Now a lot of people are sitting there writing and talking about, “What would they do if they acquired player X and David Wright comes back?” Wow, what a nice problem to have! Think of how fat, dumb and happy people feel about having 6 starters plus Steve Matz plus Rafael Montero and eventually plus Zack Wheeler…wouldn’t it be nice to have the same comfort level on offense, too?
Without a detailed player-by-player analysis, I think most Mets fans would agree that the outfield is arguably the weakest production of any team in baseball. Throw in the mish-mash at 3B, Kevin Plawecki’s valiant but forgettable debut and you can see there’s plenty of room for improvement.
The question is will the team have the wherewithal to own up to mistakes and make the necessary moves? Hey, if the Angels could figure out a way to dump Vernon Wells on the Yankees and part ways with Josh Hamilton, anything is possible.
The flip side is the prospect game. The Mets held onto a great many of them too long (Alex Escobar, Jay Payton, Generation K, etc.) and got nothing to show for it. Right now they’re knee deep in starting pitching yet seemingly unwilling to roll the dice to trade any of it to address other needs. Granted, the preference would likely be to trade Jon Niese and/or Dillon Gee, but with the way they’re performing they are not going to fly off the shelves.
Perhaps the number one priority should shift to Bartolo Colon. Right now while his ERA is fairly ugly, the fact remains he’s striking people out, not walking anyone and leading the league in victories. His contract ends in October and the acquiring team would only be on the hook for about $7.5 million. Sell high!
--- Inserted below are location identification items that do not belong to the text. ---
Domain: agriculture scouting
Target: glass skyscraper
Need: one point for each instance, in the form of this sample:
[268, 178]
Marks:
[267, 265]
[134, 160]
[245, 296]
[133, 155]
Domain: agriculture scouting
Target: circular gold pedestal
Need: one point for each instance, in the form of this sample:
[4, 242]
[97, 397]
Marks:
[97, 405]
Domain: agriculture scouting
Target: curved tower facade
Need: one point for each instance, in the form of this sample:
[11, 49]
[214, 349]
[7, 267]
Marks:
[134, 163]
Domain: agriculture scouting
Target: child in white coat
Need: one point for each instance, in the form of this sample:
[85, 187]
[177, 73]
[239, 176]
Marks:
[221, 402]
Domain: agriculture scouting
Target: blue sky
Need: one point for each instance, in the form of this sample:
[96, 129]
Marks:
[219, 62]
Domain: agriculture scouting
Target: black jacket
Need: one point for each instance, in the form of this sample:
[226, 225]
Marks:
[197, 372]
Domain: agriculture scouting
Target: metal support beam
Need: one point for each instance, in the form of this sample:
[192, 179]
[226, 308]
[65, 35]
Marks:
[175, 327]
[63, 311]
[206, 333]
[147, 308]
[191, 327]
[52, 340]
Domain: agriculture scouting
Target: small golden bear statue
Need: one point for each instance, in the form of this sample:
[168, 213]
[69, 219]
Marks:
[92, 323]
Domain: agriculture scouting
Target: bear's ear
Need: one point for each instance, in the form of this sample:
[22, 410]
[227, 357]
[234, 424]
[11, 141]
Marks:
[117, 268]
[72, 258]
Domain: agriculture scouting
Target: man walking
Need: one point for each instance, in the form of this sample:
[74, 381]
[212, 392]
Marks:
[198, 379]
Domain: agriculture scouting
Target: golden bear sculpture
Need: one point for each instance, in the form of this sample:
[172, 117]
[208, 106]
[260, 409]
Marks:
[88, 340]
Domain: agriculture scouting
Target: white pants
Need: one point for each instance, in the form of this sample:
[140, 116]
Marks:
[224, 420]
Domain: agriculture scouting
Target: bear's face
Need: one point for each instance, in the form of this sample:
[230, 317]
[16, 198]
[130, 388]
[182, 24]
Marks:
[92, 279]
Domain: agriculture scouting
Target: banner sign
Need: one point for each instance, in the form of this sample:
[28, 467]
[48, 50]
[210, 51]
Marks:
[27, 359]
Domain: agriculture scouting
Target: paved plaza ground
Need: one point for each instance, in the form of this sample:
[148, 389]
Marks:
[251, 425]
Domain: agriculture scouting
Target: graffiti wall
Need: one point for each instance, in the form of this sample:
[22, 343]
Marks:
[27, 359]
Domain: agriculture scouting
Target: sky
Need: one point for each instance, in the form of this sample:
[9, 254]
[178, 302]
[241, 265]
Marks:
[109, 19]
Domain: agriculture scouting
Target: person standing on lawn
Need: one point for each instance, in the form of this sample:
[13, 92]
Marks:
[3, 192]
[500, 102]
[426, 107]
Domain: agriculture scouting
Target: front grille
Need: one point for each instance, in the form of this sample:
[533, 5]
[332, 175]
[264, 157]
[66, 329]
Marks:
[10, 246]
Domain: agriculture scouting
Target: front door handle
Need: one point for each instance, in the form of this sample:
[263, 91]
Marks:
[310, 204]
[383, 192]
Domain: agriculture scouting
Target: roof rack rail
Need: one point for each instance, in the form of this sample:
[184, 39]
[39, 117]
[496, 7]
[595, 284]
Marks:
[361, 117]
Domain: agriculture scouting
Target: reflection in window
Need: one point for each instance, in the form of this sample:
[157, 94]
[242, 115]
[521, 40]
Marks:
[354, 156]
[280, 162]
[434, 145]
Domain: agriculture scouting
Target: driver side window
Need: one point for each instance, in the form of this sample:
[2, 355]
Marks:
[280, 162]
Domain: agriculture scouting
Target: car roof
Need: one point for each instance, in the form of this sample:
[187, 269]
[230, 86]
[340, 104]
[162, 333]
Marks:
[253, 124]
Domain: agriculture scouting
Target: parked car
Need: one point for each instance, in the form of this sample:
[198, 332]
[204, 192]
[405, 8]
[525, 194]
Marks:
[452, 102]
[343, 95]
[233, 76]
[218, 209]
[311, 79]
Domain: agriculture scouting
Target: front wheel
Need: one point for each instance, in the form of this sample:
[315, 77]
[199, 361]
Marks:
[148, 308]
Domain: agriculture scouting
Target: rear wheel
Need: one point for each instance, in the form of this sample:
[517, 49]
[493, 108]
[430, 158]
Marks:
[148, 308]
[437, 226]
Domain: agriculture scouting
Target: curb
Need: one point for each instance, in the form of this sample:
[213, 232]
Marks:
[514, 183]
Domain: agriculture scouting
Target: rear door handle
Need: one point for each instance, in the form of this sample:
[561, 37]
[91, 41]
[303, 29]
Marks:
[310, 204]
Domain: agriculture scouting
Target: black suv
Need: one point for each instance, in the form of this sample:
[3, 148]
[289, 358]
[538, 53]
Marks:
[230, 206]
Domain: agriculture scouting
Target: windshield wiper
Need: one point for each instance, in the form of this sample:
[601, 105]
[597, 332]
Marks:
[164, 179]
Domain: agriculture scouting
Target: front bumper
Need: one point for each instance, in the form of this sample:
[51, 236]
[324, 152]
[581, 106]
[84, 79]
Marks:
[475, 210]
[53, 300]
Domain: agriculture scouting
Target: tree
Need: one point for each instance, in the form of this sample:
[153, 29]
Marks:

What about sending Bart to the Dodgers for Alex Guerrero even up? Bart helps them push towards a pennant, 3B is given to Justin Turner until one of the farmhands is ready to step up. The Mets get a power hitting 3rd baseman (10 HRs, 26 RBIs in just 104 ABs) who earns little money and they pocket the remainder of what they would have paid Colon while opening up a spot for Steve Matz. Guerrero is owed $7.5 million per season for 2016 and 2017, but could be moved to the outfield if Wright makes a full recovery. Hell, I’d sweeten the deal with a non-elite prospect or two to help solve two Mets problems simultaneously. The Dodgers are already down Brandon McCarthy and Hyun-Jin Ryu. They strike me more as the type of team like the Yankees used to be who would sooner get veterans than roll the dice on youngsters.
Regardless of which transactions are made and whatever players are involved, the fact remains that the time for inertia is over. Wishing and hoping for a magical return to April dominance when various people return from the DL is not how professionals plan for the future. Let’s trash can the Underoos and switch to boxers. It’s time to grow up.